Best Rangoli Designs Pattern 2017
History Of Rangoli Culture
Easy Rangoli Designs: It’s believed that rangoli designs started many centuries ago. Some references of rangoli designs are also available in our scriptures. The art of rangoli has changed and recharged over many centuries. Rangoli goes by various names in many parts of India. In Tamil Nadu it’s known as Kolam, in Andhra it’s known as muggulu, in Karnataka it’s known as muggitu, in Rajasthan it’s known as a Mandana and so on. We have some easy Indian rangoli designs for beginners. Practise these easy rangoli designs from the comfort of your homes to impress your in-laws or your neighbors. If you enter any Hindu house in India, you are bound to be welcomed by a rangoli design which is normally drawn with chalk powder or limestone powder on the floor. Traditionally rice flour was used to create rangoli designs since it can act as a food source for tiny insects and birds. Easy rangoli designs are used in almost all kinds of Hindu religious occasions, festivals, weddings and so on. It’s believed that rangolis ward off evil spirits from homes. So try one of these easy rangoli designs today.
Types Of Rangoli
Rangoli is present in different forms all over India but is known by different names in different parts of the country. Rangoli art is known by the following names:
• Alpana (West Bengal)
• Aripan (Bihar)
• Aipan (Uttarakhand)
• Jhoti or Chita (Orissa)
• Kolam (Tamil Nadu)
• Muggu (Andhra Pradesh)
• Madana (Rajasthan)
• Rangoli (Gujarat, Karnataka, and Maharashtra)

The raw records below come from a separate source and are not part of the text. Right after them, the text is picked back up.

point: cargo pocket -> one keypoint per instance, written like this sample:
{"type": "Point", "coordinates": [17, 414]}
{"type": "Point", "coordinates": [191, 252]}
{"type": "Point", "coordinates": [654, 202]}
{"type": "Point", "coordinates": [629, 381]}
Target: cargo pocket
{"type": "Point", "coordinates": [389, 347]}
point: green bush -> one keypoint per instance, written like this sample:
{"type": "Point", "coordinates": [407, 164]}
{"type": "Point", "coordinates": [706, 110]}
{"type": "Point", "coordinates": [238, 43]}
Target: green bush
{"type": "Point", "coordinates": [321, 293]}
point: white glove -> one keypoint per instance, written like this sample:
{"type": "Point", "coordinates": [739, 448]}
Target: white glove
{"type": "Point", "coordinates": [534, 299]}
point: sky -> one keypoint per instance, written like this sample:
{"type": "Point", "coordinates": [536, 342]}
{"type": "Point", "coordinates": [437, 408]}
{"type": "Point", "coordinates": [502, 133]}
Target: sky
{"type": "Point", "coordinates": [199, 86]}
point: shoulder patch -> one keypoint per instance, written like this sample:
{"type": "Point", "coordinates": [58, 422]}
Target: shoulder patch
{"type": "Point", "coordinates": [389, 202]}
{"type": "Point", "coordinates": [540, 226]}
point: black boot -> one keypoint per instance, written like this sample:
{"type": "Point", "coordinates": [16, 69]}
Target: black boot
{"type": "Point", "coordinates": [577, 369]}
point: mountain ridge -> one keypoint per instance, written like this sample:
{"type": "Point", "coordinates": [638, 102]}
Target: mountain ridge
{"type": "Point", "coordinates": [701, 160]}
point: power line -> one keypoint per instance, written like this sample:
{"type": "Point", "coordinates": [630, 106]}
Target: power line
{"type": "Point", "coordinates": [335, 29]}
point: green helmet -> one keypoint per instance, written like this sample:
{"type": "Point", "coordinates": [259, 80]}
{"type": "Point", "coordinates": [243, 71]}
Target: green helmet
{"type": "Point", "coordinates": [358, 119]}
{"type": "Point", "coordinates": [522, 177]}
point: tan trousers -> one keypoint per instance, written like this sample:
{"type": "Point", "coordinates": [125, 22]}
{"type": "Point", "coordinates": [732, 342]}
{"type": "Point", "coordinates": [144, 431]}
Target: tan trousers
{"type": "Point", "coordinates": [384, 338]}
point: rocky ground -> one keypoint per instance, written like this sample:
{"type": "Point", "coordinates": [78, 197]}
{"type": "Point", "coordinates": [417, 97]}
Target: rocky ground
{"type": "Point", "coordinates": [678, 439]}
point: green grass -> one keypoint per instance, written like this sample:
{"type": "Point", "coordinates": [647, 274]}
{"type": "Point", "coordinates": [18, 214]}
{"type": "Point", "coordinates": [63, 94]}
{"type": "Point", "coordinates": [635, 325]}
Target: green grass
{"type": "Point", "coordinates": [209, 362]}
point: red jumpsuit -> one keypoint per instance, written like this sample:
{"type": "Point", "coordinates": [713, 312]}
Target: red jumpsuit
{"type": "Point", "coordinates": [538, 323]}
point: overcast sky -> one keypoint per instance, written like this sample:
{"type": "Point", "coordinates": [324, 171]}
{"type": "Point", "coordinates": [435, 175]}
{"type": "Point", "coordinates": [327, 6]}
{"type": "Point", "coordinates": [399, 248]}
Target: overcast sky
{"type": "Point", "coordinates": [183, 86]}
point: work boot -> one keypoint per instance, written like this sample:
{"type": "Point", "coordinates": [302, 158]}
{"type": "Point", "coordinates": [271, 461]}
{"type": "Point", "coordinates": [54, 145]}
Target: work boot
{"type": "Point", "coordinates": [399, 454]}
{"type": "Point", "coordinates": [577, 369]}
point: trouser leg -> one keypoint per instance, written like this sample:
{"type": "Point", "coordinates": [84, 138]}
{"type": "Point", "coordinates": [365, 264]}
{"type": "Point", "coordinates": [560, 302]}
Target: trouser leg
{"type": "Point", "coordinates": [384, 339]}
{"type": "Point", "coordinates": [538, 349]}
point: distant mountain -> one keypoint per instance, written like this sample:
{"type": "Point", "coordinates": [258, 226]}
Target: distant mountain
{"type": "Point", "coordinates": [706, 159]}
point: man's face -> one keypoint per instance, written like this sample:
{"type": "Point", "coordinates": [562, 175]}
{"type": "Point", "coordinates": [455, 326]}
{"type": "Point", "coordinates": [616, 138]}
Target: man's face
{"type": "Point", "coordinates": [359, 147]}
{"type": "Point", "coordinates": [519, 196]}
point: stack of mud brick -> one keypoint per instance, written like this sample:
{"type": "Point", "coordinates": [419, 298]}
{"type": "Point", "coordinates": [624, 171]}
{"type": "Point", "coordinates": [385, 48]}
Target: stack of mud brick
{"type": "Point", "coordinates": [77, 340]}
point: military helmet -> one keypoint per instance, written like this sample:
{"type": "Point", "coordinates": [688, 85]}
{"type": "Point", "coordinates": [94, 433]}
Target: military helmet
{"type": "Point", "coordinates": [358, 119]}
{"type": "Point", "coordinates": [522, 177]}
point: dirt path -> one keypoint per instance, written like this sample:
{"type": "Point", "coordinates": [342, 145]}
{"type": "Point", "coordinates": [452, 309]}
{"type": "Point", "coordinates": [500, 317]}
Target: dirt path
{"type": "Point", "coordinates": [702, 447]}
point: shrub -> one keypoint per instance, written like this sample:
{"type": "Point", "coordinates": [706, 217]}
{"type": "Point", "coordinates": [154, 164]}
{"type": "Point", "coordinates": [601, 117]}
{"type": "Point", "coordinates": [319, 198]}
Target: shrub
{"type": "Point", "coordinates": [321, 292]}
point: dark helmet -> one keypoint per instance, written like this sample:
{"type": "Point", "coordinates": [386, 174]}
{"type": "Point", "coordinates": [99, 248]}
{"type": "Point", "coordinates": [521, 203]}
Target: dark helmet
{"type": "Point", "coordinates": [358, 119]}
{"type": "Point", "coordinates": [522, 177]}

• Chowkpurana (Uttar Pradesh)
In fact, each state of India has its own style of rangoli. Design depictions also vary as they reflect traditions, folklore, and practices that are unique to each area. Rangoli is traditionally created by women in almost all Hindu households. No formal training is really necessary for learning this art. This art is typically transferred from generation to generation and from friend to friend, thus keeping the tradition alive.
Over the years, tradition has made room for modern variations that have added some flair to this beautiful art. Rangoli thus is rooted in tradition and yet thrives in this present era in a modern form.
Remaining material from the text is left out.